Namun, sistem e-voting tersebut dinilainya perlu dibarengi dengan sistem manual atau menggabungkan keduanya.
"Kalaupun itu susah, minimal kita bisa kembangkan e-counting. Penghitungan dengan elektronik. Yang susah kan waktu itu penghitungannya," tuturnya.
Pada akhir pembicaraan, Djarot kembali menegaskan bahwa PDI-P tidak setuju jika pilkada dilaksanakan pada 2022 dan 2023.
Menurut Djarot, pelaksanaan pilkada sebaiknya tetap mengikuti Undang-Undang Pemilu yang ada.
"Pada 2016 sudah ditetapkan UU ini, dan UU ini kan belum dilaksanakan.

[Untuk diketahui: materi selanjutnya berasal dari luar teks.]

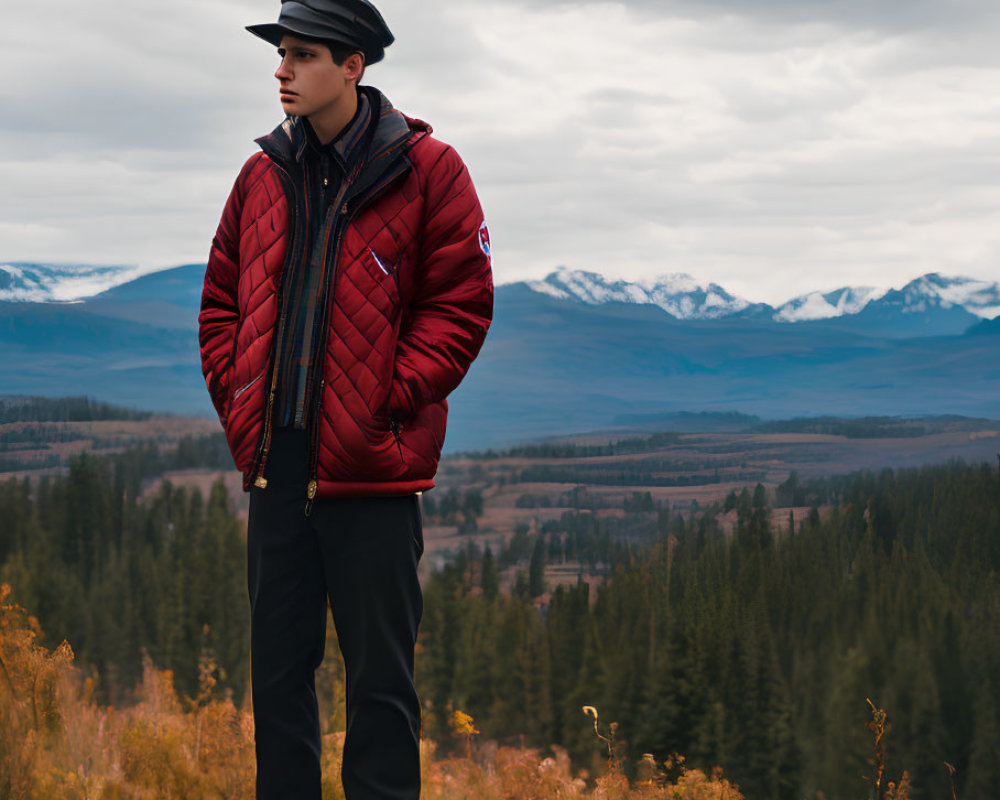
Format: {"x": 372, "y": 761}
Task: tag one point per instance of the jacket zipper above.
{"x": 314, "y": 412}
{"x": 259, "y": 463}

Masa belum dilaksanakan tapi sudah dievaluasi, kan lucu," ujar dia.
Djarot pun menuding bahwa pihak yang ingin normalisasi pilkada, yaitu tetap pada 2022 dan 2023, memiliki ambisi politik tersendiri.
"Maka dari itu teman-teman yang punya energi, ambisi berlebih-lebihan secara kelompok atau individual tolonglah diturunkan. Diturunkan supaya kita fokus bersama-sama memerangi pandemi Covid-19 dan memulihkan ekonomi rakyat. PDI-P tetap fokus 2024 kita laksanakan dulu," kata dia.
Sebelumnya, Djarot juga telah berkomentar dalam keterangan tertulis, Kamis (28/1/2021).
Djarot mengatakan, persoalan pilkada serentak selama ini cenderung lebih pada aspek pelaksanaan, bukan substansi peraturan perundangan-undangan. Untuk itu, ia meminta, pilkada serentak tetap dilakukan pada 2024.
"Hal ini sesuai dengan desain konsolidasi pemerintahan pusat dan daerah," kata Djarot.
Djarot juga menegaskan, sikap partai tersebut tidak ada kaitannya dengan upaya untuk menghambat Gubernur DKI Jakarta Anies Baswedan dan kepala daerah lainnya.
Salah satu Pilkada yang akan digelar pada 2022 adalah Pilkada DKI Jakarta. Sementara, dalam UU Nomor 10 Tahun 2016 disebutkan Pilkada serentak ditetapkan pada November 2024.
Sehingga, jabatan kepala daerah yang berakhir pada 2022 dan 2023 akan diisi pejabat sementara, termasuk posisi Anies Baswedan.
"Jelas tidak benar (menghambat panggung politik Anies Baswedan). Tidak terkait dengan pak Anies Baswedan juga gubernur-gubernur yang lain seperti Jabar, Jatim, Jateng dan seterusnya, UU-nya juga diputuskan di tahun 2016 atau sebelum Pilgub DKI," ujar Djarot.